Twenty years is a long time to rely on one measurement approach. Imagine if in this technology-centric world we still relied on dial-up to connect to the internet. That’s basically where we are on quality assessment today. But we don’t need to be.
Predictive risk calculations allow doctors to look into the future. A risk score tells doctors how likely their patient is to develop heart disease or have a stroke. Working with their patients, doctors can discuss options for lowering this risk with the goal of preventing such events from happening.
With data from electronic health records, we should be able to create risk profiles for individual patients that actually take into account the different factors affecting their personal health—not just their age and gender, but their family history, whether or not they smoke, what medications and treatments they are receiving, and their own perspective on how they feel.
But right now, a 50 year old woman’s risk of developing heart disease is determined by a threshold set for the entire population of women aged 50-65 across the country. That’s a crude science. Everyone is not built the same. We should create risk profiles that change as patients change: as they reduce their risk by losing weight, quit smoking, or lowering their high blood pressure, thus reducing their chances of a heart attack or other adverse event.

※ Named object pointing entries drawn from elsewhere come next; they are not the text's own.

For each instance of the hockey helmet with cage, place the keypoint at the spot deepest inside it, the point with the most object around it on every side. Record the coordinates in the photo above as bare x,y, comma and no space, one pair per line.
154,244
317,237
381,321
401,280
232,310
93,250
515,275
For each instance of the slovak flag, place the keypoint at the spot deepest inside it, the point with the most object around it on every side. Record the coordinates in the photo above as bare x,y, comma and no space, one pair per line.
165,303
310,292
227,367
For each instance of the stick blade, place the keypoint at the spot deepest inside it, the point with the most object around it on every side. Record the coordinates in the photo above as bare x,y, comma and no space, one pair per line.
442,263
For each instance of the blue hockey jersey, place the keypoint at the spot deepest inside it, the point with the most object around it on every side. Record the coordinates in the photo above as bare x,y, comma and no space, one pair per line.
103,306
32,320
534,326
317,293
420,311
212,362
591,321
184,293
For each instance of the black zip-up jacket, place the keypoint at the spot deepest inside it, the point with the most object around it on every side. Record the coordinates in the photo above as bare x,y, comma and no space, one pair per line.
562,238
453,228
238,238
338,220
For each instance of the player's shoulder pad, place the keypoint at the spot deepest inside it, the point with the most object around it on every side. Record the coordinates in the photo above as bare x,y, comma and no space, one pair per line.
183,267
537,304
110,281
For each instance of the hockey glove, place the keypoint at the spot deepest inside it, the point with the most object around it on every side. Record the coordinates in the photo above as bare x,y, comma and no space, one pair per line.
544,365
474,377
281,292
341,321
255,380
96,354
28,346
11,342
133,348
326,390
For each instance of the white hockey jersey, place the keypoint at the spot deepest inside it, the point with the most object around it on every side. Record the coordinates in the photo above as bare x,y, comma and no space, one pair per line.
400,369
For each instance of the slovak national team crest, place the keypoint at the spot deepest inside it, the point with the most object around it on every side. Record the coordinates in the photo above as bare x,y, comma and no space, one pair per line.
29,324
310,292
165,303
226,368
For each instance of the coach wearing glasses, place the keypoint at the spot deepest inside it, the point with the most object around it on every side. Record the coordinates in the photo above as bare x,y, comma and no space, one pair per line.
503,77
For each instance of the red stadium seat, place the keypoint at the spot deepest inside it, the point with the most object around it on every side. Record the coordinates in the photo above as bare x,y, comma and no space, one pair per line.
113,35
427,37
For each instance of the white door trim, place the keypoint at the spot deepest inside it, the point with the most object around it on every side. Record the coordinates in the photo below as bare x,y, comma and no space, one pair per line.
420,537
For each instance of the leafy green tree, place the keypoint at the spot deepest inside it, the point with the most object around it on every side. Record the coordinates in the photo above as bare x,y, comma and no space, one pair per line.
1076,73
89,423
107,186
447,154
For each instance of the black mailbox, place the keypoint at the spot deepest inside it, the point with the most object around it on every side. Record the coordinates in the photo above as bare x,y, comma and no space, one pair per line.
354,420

That’s the vision of NCQA’s Global Cardiovascular Risk Score (GCVR). Leveraging the pioneering risk prediction work of Archimedes, it extracts data from electronic health records and uses a sophisticated algorithm to generate a highly sensitive, patient-centric risk profile for each clinician. It works like this: the higher the score the less likely a clinician’s patient will develop heart problems in the next five years.
Everyone loves prevention. It may seem strange then, to learn that one of the biggest barriers keeping prevention from reaching its full potential is the current set of performance measures that, ironically, were created to promote them. The reason is that current measures are promoting activities that are inaccurate and inefficient. It is as though explorers who are trying to reach the North Pole have been given a compass that is sending them to Greenland.
This problem is being addressed by a new project conducted by NCQA and funded by the Robert Wood Johnson Foundation. The objective is to evaluate a new type of measure of healthcare quality called GCVR (Global Cardiovascular Risk). The new measure will have an important effect on the prevention of cardiovascular conditions.
To understand how, we need first to understand the limitations of current measures. For reasons that were appropriate when they were initially introduced – about 20 years ago — current performance measures were designed to be simple: simple to implement (e.g. collect the necessary data, do the calculations), and simple to remember and explain. This was accomplished in three main ways. One was to create separate performance measures for different risk factors. Thus there are separate measures for blood pressure control, cholesterol control, glucose control, tobacco use, and so forth.
While a performance measure for any one risk factor might take into account a few other risk factors to some extent, none of them incorporate all the relevant risk factors in a physiologically accurate way. A second simplification is that current measures are based on care processes and treatment goals for biomarkers, rather than on health outcomes. Thus a blood pressure measure asks if a patient with hypertension is controlled to a systolic pressure below 140 mmHG. A third simplification is the use of sharp cut points to determine the need for and success of treatment. For example, patients with hypertension are counted as properly treated if their systolic pressures are below 140 mmHG, otherwise not.